Heaven and Earth Home
Facts Behind the Story
Heaven and Earth--Thoughts on the Production
Rarely have we worked as hard during a shoot as we did on Heaven & Earth. We were responsible for scene-setting and proper military look for a full 20 years of turbulent Vietnamese history. Oliver Stone had cast and performances to worry about and he relied on us to get everything else right by advising his Department Heads. It was an overwhelming task for all concerned and we soon found ourselves pitching in to change uniforms or equipment from one period look to another. Some mornings it was hard to remember what period we were dealing with and any sudden change in the shooting schedule meant an all-nighter getting ready or a scramble on the set to get people in the right gear with the right weapons.

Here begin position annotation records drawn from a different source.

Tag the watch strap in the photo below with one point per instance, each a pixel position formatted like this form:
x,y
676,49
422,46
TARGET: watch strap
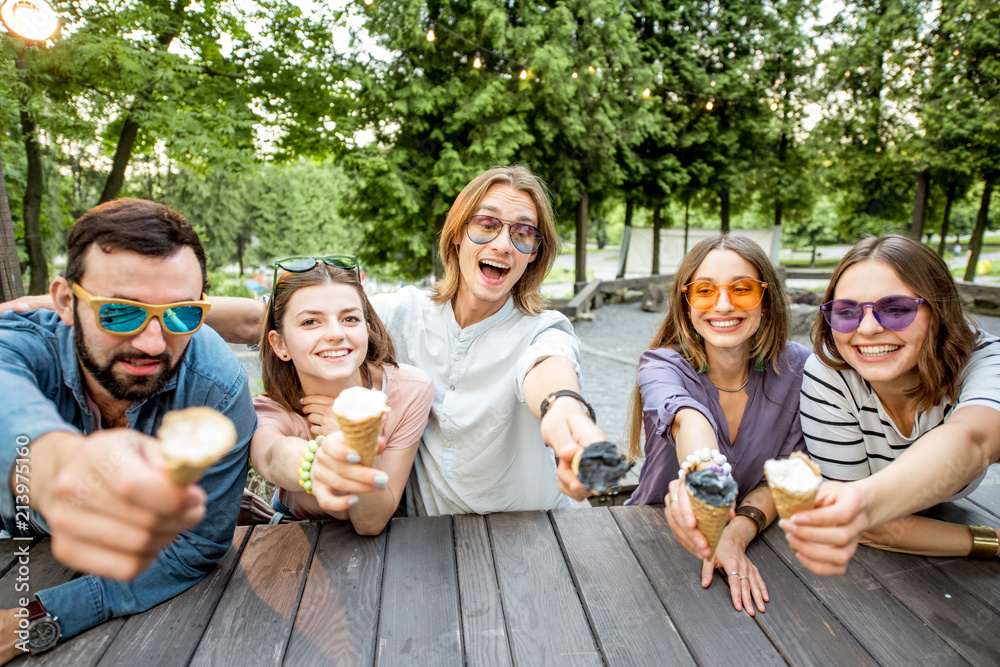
x,y
565,392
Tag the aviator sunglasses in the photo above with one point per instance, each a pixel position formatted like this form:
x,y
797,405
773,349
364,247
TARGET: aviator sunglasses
x,y
894,312
744,294
123,317
484,228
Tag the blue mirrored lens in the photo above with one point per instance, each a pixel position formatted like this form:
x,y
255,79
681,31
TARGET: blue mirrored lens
x,y
121,318
183,319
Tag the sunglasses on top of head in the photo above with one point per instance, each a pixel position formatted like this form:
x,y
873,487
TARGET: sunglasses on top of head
x,y
744,294
894,312
124,317
484,228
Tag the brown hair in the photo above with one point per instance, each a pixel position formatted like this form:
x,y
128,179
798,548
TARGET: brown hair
x,y
281,381
526,293
135,225
677,331
951,337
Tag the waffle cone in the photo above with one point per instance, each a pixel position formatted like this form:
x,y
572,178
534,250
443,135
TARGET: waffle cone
x,y
787,502
186,467
711,519
362,436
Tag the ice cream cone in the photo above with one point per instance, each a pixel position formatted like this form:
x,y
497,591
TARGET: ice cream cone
x,y
359,414
362,436
193,439
711,519
787,501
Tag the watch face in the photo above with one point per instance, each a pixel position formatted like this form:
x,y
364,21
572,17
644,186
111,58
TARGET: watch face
x,y
42,635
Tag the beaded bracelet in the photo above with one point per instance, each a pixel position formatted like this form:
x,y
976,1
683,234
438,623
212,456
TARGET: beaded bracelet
x,y
305,464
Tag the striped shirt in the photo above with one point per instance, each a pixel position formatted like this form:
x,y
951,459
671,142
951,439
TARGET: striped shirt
x,y
851,436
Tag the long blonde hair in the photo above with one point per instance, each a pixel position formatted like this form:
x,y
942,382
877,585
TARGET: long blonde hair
x,y
526,293
677,331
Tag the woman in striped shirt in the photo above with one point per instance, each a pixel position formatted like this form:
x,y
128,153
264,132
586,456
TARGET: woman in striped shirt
x,y
897,363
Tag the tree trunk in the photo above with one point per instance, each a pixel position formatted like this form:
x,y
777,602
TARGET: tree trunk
x,y
123,153
920,204
724,210
657,212
981,219
10,282
687,220
581,236
946,218
130,130
438,227
38,264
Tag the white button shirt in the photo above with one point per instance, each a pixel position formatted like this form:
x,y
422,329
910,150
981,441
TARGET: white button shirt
x,y
482,450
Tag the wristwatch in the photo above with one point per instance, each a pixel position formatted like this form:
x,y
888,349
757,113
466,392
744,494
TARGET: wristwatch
x,y
43,628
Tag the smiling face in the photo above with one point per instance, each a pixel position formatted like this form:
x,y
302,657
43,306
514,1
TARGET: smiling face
x,y
885,358
130,368
489,271
324,334
725,326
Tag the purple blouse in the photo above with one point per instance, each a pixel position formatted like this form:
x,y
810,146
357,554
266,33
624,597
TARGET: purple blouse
x,y
770,427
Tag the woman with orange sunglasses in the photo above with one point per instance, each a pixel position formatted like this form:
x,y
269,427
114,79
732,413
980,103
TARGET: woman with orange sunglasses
x,y
720,375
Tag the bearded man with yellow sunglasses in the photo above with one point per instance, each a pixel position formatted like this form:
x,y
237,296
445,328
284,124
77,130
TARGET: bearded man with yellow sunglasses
x,y
85,388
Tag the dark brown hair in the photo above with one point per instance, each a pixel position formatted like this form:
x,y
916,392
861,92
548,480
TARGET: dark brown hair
x,y
526,293
281,381
951,337
677,331
135,225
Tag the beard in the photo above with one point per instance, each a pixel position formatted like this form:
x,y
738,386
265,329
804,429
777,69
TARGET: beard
x,y
129,387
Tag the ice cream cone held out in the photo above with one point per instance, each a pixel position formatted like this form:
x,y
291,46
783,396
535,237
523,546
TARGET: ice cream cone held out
x,y
359,414
193,439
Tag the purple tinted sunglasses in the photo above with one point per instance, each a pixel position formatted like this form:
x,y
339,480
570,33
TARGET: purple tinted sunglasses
x,y
894,312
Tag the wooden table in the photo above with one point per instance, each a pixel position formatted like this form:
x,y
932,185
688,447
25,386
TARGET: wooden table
x,y
574,587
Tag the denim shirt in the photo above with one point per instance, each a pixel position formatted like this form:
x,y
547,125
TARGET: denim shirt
x,y
43,391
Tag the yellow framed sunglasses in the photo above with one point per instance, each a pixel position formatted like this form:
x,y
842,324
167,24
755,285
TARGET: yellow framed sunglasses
x,y
123,317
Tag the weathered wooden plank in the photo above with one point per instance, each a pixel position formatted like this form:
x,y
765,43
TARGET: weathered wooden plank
x,y
32,573
797,623
168,634
956,615
44,571
546,623
629,621
483,627
252,621
338,614
419,621
701,615
987,494
889,631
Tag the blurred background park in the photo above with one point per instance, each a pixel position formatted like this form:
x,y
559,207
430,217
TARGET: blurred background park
x,y
281,127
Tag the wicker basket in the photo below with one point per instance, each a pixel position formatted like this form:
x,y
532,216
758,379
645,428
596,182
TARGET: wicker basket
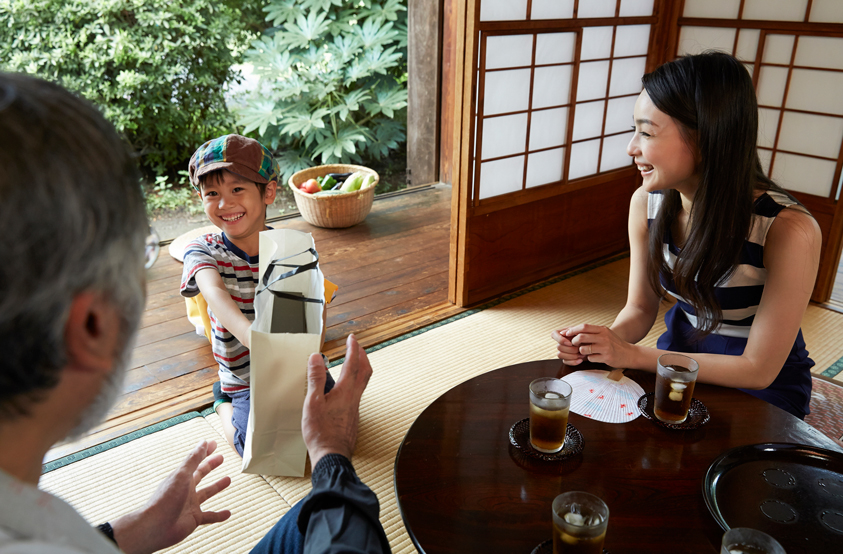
x,y
333,211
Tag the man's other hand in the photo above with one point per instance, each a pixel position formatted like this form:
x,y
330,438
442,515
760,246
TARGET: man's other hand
x,y
329,421
174,511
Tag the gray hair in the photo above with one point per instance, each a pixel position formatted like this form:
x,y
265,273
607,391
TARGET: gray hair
x,y
73,220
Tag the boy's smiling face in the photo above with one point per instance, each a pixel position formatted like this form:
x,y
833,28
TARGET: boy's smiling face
x,y
236,205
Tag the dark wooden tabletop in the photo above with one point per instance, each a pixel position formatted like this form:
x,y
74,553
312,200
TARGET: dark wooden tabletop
x,y
462,488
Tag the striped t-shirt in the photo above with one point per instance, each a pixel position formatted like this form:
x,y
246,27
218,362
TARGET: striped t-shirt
x,y
239,273
740,295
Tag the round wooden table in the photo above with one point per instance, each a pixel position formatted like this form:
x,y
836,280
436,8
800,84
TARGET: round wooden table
x,y
462,488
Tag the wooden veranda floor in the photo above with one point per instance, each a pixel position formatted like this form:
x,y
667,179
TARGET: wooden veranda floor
x,y
392,271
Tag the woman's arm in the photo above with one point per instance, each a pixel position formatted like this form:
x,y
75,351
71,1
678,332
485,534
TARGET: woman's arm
x,y
636,318
225,309
791,256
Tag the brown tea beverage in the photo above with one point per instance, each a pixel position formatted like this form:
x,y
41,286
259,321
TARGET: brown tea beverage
x,y
550,399
675,378
547,428
673,396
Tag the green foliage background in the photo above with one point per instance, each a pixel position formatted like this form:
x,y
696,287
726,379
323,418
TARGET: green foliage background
x,y
332,81
156,68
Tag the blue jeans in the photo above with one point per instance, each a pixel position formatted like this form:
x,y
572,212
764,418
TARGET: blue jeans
x,y
284,537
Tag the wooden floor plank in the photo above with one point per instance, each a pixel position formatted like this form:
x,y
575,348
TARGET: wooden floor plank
x,y
392,272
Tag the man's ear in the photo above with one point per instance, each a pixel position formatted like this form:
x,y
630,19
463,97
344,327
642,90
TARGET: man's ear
x,y
269,192
92,333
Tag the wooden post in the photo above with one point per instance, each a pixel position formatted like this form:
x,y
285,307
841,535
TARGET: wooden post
x,y
424,53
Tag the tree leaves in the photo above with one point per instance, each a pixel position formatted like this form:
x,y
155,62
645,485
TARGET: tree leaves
x,y
332,80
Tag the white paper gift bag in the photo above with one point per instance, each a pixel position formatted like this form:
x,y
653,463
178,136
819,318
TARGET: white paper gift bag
x,y
289,300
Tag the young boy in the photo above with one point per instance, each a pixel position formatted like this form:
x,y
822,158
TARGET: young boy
x,y
236,178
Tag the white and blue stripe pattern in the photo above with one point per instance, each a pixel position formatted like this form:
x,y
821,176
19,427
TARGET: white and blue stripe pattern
x,y
740,294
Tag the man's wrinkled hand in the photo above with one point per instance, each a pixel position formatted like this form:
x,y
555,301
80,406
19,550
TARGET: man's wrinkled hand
x,y
329,421
175,509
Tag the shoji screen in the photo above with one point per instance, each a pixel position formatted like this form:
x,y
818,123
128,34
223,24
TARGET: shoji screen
x,y
556,83
794,51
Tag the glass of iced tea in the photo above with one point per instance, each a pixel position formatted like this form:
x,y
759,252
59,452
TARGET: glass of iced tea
x,y
549,402
742,540
579,523
675,378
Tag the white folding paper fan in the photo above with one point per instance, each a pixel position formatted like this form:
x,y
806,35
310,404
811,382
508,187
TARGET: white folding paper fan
x,y
597,397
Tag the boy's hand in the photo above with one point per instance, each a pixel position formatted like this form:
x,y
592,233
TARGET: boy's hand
x,y
329,421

Fortunately our training paid dividends in this area. Once we had the Euro/American and Vietnamese units built and functioning, we employed them behind the scenes to help us with major changes. They worked well together and I think being used in this manner made them all feel as if they played a major role in making the film. Warriors Inc. XO Mike Stokey didn't necessarily feel that way and threatened mutiny if he had to change one more helmet cover and camouflage band or re-rig another set of load-bearing equipment.
This project marked our continuing belief that the enemy on film must be trained as well as the hero forces. We learned that a well-trained enemy unit only makes the good guys look better and more heroic. We continue to advocate this extra training to this day in projects that merit the time and expense. This project marked yet another in a long series of films weve done with Tommy Lee Jones. He's a great actor and a staunch advocate of our methods. We were also blessed to cement our relationship with top Stunt Coordinator Phil Neilson that continues to this day.
One of the most extraordinary events in the shooting schedule was the blockading of a section of downtown Bangkok where we shot the fall of Saigon sequences. If you've ever experienced or heard about Bangkok traffic, you know what an ordeal that was. On top of that, Oliver decided he wanted to recreate a little known event from that time in which all the animals from the Saigon zoo escaped as the North Vietnamese Army stormed into the capitol. We wound up having to help chase down a full-grown Bengal tiger.